Who can apply for a protection order? 

Anyone who is eligible to apply for a safety order or barring order.  

 

What does a protection order prohibit a respondent from doing? 

Using or threatening to use violence against, molesting or putting in fear, the applicant or a dependent person; watching or besetting a place where the applicant or a dependent person resides; following or communicating (including by electronic means) with the applicant or a dependent person. 

How long can a protection order last?  

In the period after an application for a safety order or barring order has been made and before the application for the safety order or barring order has been determined.  

 

#whatwouldyoudo 

The Tánaiste recently launched the national awareness campaign “What would you do?” which is a part of the Second National Strategy on Domestic, Sexual and Gender-based Violence 2016-2021.  

The Tánaiste secured funding of €950,000 for 2016 for the new national awareness campaign. In addition, funding of €200,000 has been awarded under the Dormant Accounts Fund to localise the campaign in 2016 and 2017.  

The aim of the campaign is to increase the awareness of domestic and sexual violence, to bring about a change in long-established societal behaviours and attitudes and to activate bystanders with the aim of decreasing and preventing this violence. It recognises that women and men are victims of such crimes. The campaign was sought by and is supported by NGO stakeholders.  

 

“What would you do?” will feature TV, cinema, radio, outdoor, social and digital advertising. The call to action directs people to search the campaign website www.whatwouldyoudo.ie for information and advice on domestic violence.  

 

It is recommended that bystanders and witnesses to a domestic violence incident should only get involved if it is safe and legal to do so. If the situation is already violent or looks like escalating quickly, people should not intervene directly. Call the Gardaí on 999. The only effective bystander intervention is a non-violent one.  

It is intended, subject to the necessary funding being made available, that the national awareness campaign will run for a period of 6 years up to 2021.  

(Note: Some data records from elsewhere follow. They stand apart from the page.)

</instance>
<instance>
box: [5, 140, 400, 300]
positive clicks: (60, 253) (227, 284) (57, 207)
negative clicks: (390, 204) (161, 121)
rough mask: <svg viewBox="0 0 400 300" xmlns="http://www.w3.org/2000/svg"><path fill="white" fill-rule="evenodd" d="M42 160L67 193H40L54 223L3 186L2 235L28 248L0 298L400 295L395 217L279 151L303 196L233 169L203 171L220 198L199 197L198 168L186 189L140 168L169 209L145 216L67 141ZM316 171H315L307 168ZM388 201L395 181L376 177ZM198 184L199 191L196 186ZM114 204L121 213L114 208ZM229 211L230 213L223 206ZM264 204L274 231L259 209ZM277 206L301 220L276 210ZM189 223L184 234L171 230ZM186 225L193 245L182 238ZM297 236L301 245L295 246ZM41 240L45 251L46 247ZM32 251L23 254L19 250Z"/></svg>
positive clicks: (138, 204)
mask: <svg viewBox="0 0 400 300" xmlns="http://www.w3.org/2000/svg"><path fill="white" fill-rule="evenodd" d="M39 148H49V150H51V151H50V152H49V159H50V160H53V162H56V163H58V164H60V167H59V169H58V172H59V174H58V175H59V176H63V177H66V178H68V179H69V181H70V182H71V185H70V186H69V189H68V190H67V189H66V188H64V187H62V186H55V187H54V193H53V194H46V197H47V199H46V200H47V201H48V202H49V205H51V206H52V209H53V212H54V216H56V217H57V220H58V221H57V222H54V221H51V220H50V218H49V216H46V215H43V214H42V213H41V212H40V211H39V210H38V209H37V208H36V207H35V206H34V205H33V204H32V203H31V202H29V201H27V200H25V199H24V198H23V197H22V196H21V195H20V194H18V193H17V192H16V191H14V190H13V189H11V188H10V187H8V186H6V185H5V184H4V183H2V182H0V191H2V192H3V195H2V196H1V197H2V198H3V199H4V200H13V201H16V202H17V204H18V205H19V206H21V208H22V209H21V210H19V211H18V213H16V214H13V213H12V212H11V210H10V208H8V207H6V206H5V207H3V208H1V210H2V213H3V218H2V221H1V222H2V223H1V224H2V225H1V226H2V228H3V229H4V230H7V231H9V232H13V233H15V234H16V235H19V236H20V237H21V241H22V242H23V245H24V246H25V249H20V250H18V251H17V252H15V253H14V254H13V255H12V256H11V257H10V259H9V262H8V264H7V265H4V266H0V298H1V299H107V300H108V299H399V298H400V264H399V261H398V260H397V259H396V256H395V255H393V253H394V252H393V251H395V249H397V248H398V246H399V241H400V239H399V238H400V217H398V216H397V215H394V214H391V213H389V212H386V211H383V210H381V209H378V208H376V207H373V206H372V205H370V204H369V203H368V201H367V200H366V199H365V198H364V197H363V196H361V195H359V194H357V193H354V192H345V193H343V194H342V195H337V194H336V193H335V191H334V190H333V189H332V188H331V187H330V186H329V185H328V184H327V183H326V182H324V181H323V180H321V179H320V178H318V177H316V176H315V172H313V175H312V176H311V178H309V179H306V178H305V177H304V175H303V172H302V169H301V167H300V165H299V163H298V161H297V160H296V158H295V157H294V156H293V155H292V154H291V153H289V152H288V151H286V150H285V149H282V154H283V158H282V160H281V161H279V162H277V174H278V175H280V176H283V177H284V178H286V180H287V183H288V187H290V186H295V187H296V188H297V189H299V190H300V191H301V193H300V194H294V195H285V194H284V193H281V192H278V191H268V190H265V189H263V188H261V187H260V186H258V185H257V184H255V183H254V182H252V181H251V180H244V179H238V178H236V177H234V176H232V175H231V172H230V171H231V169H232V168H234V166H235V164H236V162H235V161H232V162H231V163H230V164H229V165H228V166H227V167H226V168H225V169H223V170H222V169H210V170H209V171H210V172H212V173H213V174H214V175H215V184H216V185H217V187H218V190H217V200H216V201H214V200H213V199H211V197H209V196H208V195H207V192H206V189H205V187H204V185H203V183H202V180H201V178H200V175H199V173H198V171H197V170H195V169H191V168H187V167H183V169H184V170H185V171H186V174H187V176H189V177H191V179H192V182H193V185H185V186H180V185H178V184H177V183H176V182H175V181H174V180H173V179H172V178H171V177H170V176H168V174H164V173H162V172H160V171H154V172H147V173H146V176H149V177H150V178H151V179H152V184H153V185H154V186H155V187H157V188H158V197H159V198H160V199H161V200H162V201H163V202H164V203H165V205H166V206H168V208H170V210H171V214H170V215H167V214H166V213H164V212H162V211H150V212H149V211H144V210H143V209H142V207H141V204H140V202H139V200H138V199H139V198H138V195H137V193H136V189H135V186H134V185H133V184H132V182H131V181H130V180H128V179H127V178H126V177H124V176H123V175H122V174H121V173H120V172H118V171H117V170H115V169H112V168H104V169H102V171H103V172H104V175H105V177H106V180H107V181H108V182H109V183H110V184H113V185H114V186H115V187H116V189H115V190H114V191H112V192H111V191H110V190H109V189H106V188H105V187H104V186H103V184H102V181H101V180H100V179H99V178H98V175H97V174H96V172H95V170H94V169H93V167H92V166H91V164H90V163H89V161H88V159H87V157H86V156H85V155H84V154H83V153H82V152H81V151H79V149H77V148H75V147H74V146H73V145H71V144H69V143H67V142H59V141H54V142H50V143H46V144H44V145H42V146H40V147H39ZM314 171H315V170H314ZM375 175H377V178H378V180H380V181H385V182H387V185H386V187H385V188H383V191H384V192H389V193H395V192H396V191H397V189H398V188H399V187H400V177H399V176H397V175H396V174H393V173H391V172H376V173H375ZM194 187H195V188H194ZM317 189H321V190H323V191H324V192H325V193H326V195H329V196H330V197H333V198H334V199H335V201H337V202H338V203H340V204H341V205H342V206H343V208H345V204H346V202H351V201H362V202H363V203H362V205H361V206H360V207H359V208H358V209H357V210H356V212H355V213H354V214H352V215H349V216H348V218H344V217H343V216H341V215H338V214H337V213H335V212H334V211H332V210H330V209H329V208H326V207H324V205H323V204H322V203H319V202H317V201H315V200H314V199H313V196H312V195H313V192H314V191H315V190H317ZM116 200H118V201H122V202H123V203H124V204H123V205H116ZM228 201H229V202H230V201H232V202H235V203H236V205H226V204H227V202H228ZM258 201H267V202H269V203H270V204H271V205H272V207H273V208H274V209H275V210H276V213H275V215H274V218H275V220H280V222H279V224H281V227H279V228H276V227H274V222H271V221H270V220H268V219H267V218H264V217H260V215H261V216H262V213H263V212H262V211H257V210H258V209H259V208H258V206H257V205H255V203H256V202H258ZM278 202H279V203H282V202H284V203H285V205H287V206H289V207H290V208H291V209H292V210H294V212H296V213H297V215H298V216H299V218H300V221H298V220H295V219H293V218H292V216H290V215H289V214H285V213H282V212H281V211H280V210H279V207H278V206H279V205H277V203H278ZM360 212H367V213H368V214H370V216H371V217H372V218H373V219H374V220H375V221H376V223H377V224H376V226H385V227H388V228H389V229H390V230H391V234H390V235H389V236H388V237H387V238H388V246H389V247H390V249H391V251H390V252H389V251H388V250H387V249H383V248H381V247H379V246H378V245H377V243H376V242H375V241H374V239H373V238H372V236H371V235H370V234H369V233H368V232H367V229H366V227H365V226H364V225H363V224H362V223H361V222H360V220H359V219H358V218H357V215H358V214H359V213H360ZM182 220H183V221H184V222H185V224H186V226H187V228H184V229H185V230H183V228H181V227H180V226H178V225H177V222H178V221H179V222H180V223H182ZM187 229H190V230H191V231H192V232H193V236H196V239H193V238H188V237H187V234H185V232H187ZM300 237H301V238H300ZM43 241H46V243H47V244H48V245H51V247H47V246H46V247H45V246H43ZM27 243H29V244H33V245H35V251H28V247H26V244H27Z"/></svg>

The Second National Strategy on Domestic, Sexual and Gender-based Violence 2016-2021 and Action Plan is available at www.cosc.ie. 

Recent statistics on domestic violence 

In the recent pan-European Eurobarometer survey on perceptions, attitudes and awareness of gender-based violence (published November 2016), 77 per cent of the Irish sample regarded domestic violence against women as either “fairly” or “very” common in Ireland. 89 per cent of these respondents in Ireland reported that they felt that domestic violence against women is “unacceptable and should be punishable by law”.  

· 92 per cent of the Irish respondents to the Eurobarometer survey were of the opinion that violence against women is more likely to occur at home.  

· 26 per cent reported knowing of a man or woman in their circle of friends and family who has been a victim of any form of domestic violence. 

· 20 per cent know of a victim of such violence in their immediate area or neighbourhood. 

· 11 per cent know of victims where they work or study. 

Only 12 per cent agreed that “domestic violence is a private matter and should be handled within the family”. 

91 per cent are aware of support services for women who are victims of domestic violence. 

According to the European Union Agency for Fundamental Rights (FRA) pan-European survey on violence against women (2014): 

· 8 per cent of Irish women surveyed experienced sexual violence by a partner or a non-partner since the age of 15. 

· Irish women surveyed experienced a number of constituents of domestic abuse by a partner: 

o Psychological violence (31%) 

o Controlling behaviour (23%) 

o Economic violence (10%) 

o Abusive behaviour (24%) 

· Irish women contacted the police as a result of violence: 

o by a partner (21%) 

o by a non-partner (16%) 

· 33 per cent of women in Ireland perceived the frequency of violence against women to be “very common”. 

· 41 per cent of Irish women reported knowing a victim of domestic violence in their family or circle of friends. 

· 42 per cent of women reported being aware of laws and political initiatives to prevent domestic violence against women.